In its January 22, 2013 publication, Reducing Risk and Driving Business Value, the Carbon Disclosure Project (CDP) reported that 38 percent of suppliers in the U.S. product supply chain have set internal targets for greenhouse gas (GHG) emission reductions, with 29 percent achieving year-on-year reductions. Interestingly, 92 percent of the CDP Supply Chain Project companies (large companies at the top of the supply chain, such as Coca Cola, Dell, Microsoft and Walmart, which initiated the survey) set targets for GHG emission (compared to the 38 percent of suppliers). The 29 percent of the suppliers that reduced GHG emissions actually saved $13.7 billion. Only 13% of the suppliers that reduced GHG emissions were motivated by regulation as the sole driver with the vast majority (73 percent) acting due to a “physical risk to their operations,” e.g., drought.

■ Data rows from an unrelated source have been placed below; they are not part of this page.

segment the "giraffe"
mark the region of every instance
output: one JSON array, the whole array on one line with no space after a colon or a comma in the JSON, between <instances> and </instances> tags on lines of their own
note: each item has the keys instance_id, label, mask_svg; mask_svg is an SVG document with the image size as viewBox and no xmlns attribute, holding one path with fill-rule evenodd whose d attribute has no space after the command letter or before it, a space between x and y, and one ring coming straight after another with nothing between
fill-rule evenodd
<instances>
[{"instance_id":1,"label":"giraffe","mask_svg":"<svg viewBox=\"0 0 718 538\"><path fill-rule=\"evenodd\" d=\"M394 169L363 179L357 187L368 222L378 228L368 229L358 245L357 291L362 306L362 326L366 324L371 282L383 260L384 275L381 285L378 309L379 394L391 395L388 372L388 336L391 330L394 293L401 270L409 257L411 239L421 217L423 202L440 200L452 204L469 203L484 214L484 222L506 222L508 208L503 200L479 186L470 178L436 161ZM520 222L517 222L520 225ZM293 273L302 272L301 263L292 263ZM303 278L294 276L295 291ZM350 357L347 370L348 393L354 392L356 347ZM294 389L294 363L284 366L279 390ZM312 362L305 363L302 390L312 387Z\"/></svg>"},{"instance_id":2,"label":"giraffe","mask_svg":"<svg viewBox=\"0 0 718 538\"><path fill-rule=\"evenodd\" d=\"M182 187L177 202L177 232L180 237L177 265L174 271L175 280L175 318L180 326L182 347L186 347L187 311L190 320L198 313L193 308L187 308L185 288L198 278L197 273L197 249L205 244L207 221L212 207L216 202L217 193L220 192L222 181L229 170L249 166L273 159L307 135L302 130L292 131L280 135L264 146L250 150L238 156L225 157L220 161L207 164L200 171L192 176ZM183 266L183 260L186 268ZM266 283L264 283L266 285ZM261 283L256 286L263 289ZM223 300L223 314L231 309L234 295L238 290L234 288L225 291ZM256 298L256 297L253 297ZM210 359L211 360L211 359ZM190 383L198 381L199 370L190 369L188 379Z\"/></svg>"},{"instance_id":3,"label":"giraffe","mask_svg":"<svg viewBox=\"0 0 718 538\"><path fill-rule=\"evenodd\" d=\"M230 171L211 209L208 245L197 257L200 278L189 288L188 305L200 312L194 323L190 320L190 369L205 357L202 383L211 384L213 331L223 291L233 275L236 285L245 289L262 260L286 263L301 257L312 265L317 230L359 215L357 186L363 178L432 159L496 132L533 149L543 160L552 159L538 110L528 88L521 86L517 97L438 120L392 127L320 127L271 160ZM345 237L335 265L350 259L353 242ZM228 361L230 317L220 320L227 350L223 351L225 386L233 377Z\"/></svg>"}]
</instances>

The Report also outlines the “business case” for engaging with suppliers on sustainability, citing factors such as cost savings, changing consumer behavior, and reputation concerns. This survey is significant because the CDP Supply Chain Program involves corporate purchasers asking critical questions of their suppliers. Also, there were 2,415 responses from supplier companies, representing spending power of almost $1 trillion. The results of this survey are consistent with a 2010 survey that found that 88% of CEOs believe they should integrate sustainability into their supply chains.
In summary, in the near term, GHG reductions are most likely to be initiated by supply chain pressures (except in the few States (such as California) that continue to pursue GHG regulatory mandates).